Choć przyznam, że nadal mam jakiś opór, żeby się zabrać za jego pełnometrażowe fabuły. Widziałem natomiast dwa krótkie metraże z początków jego kariery - etiudę "Umieranko" oraz dokument (ale w takim sensie, w jakim dokumentem są np. filmy Wiszniewskiego) "Ładny dzień". To bardzo ciekawe i niezwykłe filmy, które w ogóle sprawiły, że zechciałem się zainteresować Kolskim. Szczególnie "Ładny dzień" zaliczyłbym do najlepszych krótkich metraży, jakie widziałem. W sumie szkoda, że Kolski poszedł potem chyba trochę inną drogą niż ta, którą wyznaczały te filmy. Zachęcam, żeby spróbować ich poszukać i je obejrzeć. Podobały mi się też teledyski do muzyki Ciechowskiego, które zostały skompilowane w filmie "Ojdadana", ale tego rodzaju twórczość rządzi się trochę innymi prawami, aczkolwiek też mogę ją polecić.
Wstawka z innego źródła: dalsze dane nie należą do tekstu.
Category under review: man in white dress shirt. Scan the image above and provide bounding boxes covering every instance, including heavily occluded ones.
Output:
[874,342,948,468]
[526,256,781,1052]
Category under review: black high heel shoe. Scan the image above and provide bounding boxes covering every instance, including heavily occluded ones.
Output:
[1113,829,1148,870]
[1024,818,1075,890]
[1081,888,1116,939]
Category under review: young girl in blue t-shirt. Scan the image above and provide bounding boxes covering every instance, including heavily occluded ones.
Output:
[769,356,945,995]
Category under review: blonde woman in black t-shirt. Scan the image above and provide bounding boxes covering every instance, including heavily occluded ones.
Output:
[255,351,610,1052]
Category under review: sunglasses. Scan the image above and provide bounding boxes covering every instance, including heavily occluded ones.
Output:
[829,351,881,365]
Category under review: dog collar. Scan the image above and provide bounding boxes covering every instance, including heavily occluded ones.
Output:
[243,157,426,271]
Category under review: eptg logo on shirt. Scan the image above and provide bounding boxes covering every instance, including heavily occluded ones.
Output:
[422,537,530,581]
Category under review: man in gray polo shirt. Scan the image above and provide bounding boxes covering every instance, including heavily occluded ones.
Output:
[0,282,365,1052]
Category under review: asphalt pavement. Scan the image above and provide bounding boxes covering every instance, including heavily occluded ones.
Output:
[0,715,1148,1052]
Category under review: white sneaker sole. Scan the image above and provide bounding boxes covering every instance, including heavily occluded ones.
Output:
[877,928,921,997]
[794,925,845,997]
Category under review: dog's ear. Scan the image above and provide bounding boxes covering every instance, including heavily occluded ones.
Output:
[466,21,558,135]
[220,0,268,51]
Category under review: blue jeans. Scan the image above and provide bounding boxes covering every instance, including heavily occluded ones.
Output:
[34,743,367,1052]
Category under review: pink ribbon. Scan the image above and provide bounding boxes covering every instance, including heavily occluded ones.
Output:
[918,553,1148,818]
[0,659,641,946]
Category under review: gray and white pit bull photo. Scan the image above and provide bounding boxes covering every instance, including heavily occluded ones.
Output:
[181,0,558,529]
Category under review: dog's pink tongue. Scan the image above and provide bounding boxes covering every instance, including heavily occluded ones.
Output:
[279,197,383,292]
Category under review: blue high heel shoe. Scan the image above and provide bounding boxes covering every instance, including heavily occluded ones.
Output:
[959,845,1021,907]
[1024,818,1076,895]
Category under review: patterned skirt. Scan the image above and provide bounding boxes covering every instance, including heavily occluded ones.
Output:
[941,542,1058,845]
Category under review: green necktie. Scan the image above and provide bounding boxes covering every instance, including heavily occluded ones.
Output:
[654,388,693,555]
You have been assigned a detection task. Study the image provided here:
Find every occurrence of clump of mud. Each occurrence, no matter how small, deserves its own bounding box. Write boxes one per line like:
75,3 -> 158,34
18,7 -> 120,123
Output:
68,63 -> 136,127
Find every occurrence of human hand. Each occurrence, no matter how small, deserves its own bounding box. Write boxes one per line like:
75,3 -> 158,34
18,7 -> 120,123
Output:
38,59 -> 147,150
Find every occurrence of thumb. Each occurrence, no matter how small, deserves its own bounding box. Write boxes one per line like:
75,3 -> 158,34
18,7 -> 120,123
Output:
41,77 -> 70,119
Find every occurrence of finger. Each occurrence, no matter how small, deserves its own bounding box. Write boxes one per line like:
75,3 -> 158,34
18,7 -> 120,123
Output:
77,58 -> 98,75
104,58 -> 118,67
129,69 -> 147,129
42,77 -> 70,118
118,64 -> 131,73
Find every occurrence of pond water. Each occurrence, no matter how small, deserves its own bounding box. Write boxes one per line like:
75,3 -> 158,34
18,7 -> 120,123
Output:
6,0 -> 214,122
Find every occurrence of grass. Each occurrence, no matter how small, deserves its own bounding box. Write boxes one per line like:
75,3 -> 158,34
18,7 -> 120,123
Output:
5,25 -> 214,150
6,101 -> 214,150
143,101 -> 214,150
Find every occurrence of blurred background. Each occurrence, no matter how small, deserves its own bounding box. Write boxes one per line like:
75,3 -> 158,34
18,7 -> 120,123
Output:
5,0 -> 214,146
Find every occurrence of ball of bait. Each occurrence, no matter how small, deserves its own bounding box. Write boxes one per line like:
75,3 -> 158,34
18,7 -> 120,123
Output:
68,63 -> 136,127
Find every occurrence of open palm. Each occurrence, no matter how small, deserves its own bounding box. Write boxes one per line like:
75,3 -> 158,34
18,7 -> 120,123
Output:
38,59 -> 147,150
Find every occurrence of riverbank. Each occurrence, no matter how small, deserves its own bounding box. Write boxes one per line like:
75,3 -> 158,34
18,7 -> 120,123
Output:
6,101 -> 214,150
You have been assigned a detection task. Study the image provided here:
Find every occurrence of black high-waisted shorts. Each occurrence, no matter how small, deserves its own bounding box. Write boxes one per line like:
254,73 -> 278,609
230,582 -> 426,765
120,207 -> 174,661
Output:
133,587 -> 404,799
No i na koniec powinienem jeszcze wspomnieć o tym, że muszę w końcu zobaczyć kiedyś "Historię kina w Popielawach", gdzie to pojawia się fragment "Kolorowych pończoch" Nasfetera.
Ponoć (informacja od wyżej wymienionej Pani Profesor) pierwotnie miał tam się znaleźć fragment "Rashomona" Kurosawy; tym bardziej więc interesujące wydaje się, że akurat film Nasfetera stał się jego zamiennikiem.
Zresztą w ogóle ciekawe, dlaczego Kolski spośród tylu filmów zdecydował się na te "Kolorowe pończochy", które przecież były wówczas i są nadal filmem raczej zapomnianym i zakurzonym; przypuszczam, że niemało dzisiejszych widzów kojarzących Nasfetera poznało go dzięki filmowi dość popularnego swego czasu Kolskiego.